Weigh yourself correctly

Weigh yourself correctly

Learn how to weigh yourself correctly. Monitoring your weight is difficult when it can fluctuate three to five pounds in a single day. This system will help.

Step 1. Use your own scale

Always use the same scale. Scales that haven’t been calibrated recently can be off by as much as four pounds, so using a variety of scales will make it more difficult for you to monitor gains and losses.

To check your own scale’s accuracy, put a five-pound dumbbell or bag of sugar on it and see what reading you get.

Step 2. Weigh yourself in the morning

Weigh yourself at the same time every day, preferably first thing in the morning, before you eat.

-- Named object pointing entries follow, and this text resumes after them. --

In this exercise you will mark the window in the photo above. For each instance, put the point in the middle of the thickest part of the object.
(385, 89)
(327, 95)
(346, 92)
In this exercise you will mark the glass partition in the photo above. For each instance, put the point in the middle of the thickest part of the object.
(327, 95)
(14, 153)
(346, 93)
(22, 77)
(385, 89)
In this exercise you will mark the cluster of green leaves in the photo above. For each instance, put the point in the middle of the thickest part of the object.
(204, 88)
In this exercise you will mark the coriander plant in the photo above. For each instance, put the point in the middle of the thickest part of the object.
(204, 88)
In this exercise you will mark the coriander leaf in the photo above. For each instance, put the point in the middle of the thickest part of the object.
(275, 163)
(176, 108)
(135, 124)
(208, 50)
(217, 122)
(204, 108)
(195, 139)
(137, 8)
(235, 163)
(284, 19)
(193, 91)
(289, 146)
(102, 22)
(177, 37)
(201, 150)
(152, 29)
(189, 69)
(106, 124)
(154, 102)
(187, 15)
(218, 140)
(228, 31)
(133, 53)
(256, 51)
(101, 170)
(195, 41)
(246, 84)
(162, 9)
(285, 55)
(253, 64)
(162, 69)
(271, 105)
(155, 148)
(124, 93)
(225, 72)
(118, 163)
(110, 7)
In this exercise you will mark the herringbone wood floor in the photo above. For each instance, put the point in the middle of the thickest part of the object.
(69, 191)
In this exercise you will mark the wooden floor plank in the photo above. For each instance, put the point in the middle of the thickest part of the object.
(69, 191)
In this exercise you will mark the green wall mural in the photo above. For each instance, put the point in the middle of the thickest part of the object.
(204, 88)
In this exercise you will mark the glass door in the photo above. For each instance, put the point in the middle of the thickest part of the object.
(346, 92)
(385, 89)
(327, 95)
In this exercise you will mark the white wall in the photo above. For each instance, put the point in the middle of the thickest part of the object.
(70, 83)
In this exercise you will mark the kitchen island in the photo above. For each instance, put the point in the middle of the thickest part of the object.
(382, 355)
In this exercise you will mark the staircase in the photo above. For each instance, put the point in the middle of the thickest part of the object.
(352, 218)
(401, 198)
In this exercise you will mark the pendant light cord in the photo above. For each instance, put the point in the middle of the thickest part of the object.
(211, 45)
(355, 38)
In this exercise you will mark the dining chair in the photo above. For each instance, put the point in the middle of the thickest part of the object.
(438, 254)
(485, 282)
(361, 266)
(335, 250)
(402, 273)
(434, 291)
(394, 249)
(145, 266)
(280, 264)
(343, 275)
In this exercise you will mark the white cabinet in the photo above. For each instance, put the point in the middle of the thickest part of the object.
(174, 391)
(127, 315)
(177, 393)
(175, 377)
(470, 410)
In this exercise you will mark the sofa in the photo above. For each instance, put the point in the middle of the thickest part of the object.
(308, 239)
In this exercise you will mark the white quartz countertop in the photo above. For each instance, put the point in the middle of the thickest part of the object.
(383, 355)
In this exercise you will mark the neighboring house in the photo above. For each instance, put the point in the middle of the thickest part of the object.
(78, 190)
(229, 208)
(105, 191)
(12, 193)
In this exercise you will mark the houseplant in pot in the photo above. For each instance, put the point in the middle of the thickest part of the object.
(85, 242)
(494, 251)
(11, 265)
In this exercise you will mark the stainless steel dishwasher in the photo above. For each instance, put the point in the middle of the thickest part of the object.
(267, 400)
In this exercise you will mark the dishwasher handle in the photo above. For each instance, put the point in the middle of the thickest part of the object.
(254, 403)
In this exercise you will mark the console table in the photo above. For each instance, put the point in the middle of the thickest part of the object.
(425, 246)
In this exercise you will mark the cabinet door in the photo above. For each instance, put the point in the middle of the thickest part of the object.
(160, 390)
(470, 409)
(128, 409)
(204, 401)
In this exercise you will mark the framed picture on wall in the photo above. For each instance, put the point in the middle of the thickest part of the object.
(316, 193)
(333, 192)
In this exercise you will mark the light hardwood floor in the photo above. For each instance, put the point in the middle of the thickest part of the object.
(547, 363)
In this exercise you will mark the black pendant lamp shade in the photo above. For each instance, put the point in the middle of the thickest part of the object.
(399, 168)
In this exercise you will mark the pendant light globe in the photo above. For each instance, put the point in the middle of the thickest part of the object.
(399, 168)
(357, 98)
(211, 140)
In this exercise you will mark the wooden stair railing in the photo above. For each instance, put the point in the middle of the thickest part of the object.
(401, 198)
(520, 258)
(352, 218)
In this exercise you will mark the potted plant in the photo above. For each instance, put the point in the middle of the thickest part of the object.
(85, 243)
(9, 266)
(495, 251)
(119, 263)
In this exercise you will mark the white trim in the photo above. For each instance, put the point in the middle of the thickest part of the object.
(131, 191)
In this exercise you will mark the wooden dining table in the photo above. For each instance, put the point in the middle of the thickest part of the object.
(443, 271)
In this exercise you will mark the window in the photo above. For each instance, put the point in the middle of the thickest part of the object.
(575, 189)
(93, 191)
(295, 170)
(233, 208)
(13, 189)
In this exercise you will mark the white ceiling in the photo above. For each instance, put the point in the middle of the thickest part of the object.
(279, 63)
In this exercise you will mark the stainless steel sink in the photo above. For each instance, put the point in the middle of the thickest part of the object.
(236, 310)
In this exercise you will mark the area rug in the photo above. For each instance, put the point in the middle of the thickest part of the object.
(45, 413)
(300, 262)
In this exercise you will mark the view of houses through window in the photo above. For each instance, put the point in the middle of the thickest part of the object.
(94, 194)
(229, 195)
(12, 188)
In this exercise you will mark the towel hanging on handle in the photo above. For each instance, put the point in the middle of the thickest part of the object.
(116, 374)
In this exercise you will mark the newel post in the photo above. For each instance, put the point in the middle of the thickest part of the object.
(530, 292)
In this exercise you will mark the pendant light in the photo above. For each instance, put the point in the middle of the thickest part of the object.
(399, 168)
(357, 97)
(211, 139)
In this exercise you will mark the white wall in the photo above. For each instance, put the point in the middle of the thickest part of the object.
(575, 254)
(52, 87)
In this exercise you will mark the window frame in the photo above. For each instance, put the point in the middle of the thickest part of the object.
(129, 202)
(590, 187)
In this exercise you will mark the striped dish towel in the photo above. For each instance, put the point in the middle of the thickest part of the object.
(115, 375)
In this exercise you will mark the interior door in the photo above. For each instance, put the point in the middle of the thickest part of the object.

Don’t weigh yourself right after a workout, unless you always weigh yourself right after a workout and never at any other time. Exercising makes you sweat, so the reading may reflect an inaccurate weight decrease.

Step 3. Use a hard surface

Keep your scale on a flat, hard surface; carpeting can affect the reading.

Step 4. Pee before you weigh yourself

Make sure your bladder is empty when you step on the scale.

Step 5. Get naked

Weigh yourself naked or in your underwear; clothes and accessories can add as much as five pounds.

Step 6. Take an average

Weigh yourself on three consecutive days each week, and use the average of those numbers as your weekly weigh-in number.

FACT: In a study of 3,000 dieters, those who weighed themselves daily lost an average of 12 pounds, compared to a 6-pound loss for dieters who did weekly weigh-ins. Dieters who didn’t weigh themselves at all gained four pounds.